I hadn’t noticed the plaque at the etched gate. I had come thinking of the red necklace that next week would bring, and silently cursed my daydreaming.

“This is Saionji’s,” I noted with a gravelly resonance that made the drapes shiver.

Aki didn’t stop her course. “Yes.”

It was reasonable to think that I would eventually run into a fellow classmate.

At our Academy, there were rich students and then there were conglomerate families, names that belonged to the structure of society itself. Families like Saionji Wakami’s, who could fail privately and still win publicly because the world’s survival depended on their legacy.

Though her family had wanted a male heir to their commercial empire, Wakami was untouched. She was the kind of student that my classmates described as angelic, brilliant, composed, all-consuming, wrathful, truly, a god.
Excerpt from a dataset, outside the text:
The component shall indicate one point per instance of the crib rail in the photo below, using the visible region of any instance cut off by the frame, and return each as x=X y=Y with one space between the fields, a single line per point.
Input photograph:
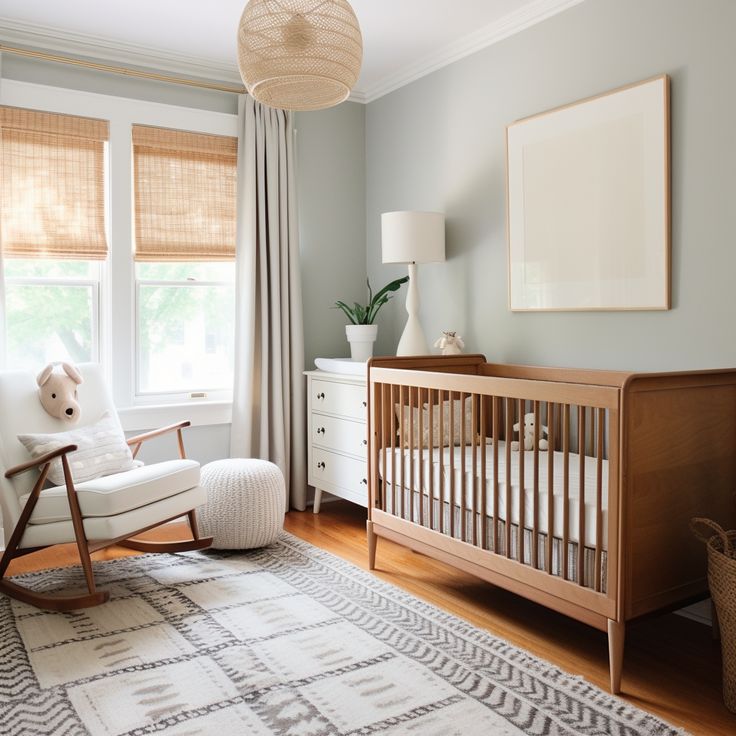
x=444 y=461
I stopped before the kitchen doors. “Aki-san. I accepted this job without knowing the address, and without knowing what ingredients would be provided.”

“That was intended,” she replied smoothly.

“I want to request something,” I admitted.

Her attention sharpened into a cold, attentive precision, the look of someone trained to treat every unexpected variable as a potential threat.

“For Saionji-sama,” I continued, choosing my words as if I were plating something fragile, “it’s best if she doesn’t see me.”

Aki held my gaze steady, searching, but she wasn’t seeing the whole story. She couldn’t. She didn’t know about the necklace waiting for me next week. No one did.

But she knew I was from the Academy, and that alone reshaped the air between us.

The Academy wasn’t a simple school; it operated on a hierarchical structure sharpened to a blade. If students didn’t compete on talent, they competed with information, wealth, and reputations.

And with Shinohara Chocolat as my representative business, I occupied the very bottom tier of that world.

A sighting of me here wouldn’t harm me; there was nothing left to take. But for Saionji-sama?

A single rumor tying someone like me to someone like her could stain her rank, twist her name, cast shadows over a family that expected nothing less than perfection.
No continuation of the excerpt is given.